The Korean-born drummer returned at the helm of the Bida Orchestra, a sextet of leading figures from Europe's improvising scene. Yet despite the ensemble's caliber, the project felt uneven. An opening section of whispery textures and fleeting harmonizations was swept aside by a blistering solo from bassist John Edwards, which lit the fuse. From there, the music gained shape and direction, with sharper dynamics and a furious, beautiful alto voice from Mette Rasmussen.

And then came the concert that defined the festival's forty-fifth edition. Love it or hate it, skeptic or enthusiast, this was an absolute one-off. [Ahmed], a band comprised of Pat Thomas on piano, Seymour Wright on alto saxophone, Joel Grip on bass, Antonin Gerbal on drums (from the Cafe Oto orbit)—performed a single piece: "African Bossa Nova" by Ahmed Abdul-Malik. One uninterrupted hour: radical, obsessive, unsettling, fierce, uncompromising, monolithic. The music unfolded through minute variations and imperceptible yet relentless shifts, driven by the perpetual churn of bass and drums, the furious clusters of piano, and the implacable, rasping alto sax, hypnotic in its serial repetitions.

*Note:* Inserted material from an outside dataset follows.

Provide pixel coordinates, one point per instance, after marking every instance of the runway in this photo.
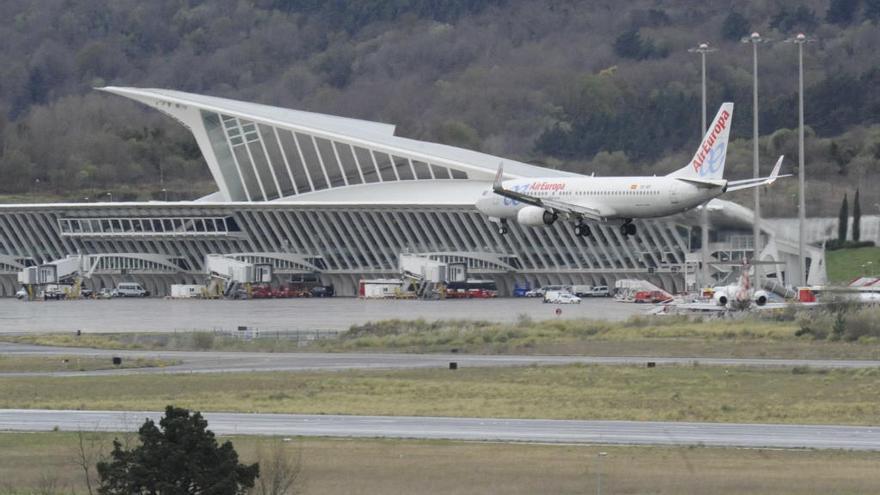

Music without a net or barriers, but with razor-sharp intent: free yet steeped in the lineage of African-American music, refracted into another dimension—stunning and thought-provoking.

Argentinian pianist Leo Genovese was the festival's "everywhere" musician, appearing in no fewer than four performances—though none truly memorable. Both the Eyes to the Sun Trio with Camila Nebbia on saxophone and Alfred Vogel on drums, and the expanded Bezau Beatz Orchestra of Good Hope, presented a dated strain of free improvisation, with little in the way of unexpected turns or particularly engaging developments. His duo with vocalist Andreas Schaerer and his trio with Finnish guitarist Kalle Kalima never rose above a calligraphic exercise.

The trio Hiit, featuring Simone Quatrana on piano, Andrea Grossi on bass, and Pedro Melo Alves on drums played a measured set, marked by careful attention to detail, balancing density and space, and drawing on more than one root from twentieth-century music.

The performance by Tomoki Sanders, son of the great Pharoah, was all about fun and theatrical flair. Charismatic in engaging the audience, he mixed fusion sonorities, pyrotechnic solos, and danceable riffs. It's a heavy legacy and his artistic path is still evolving.

Less convincing than expected was the quartet Ancient to the Future with Ava Mendoza on guitar, Hamid Drake on drums, Xhosa Cole on saxophone and flute, and Majid Bekkas on gimbri. The clear reference to Art Ensemble Of Chicago aesthetics remained largely nominal: the music revolved around the interplay between an electrified gimbri and avant-guitar, veering between rock and noise, with Drake's customary exuberance and Cole's fragile presence on sax. The result was an in-between hybrid, struggling to take off, save for occasional solos by Mendoza.

The festival's closing slot went to The Bad Plus with Craig Taborn and Chris Potter. A finale of great class and great music—the repertoire of the American quartet of Keith Jarrett is itself a guarantee, but the four musicians on stage brought much more: superb interplay, extraordinary sensitivity, creative respect for the material, and fresh ideas in their solo flights. Their rendition of "Silence" was worth remembering.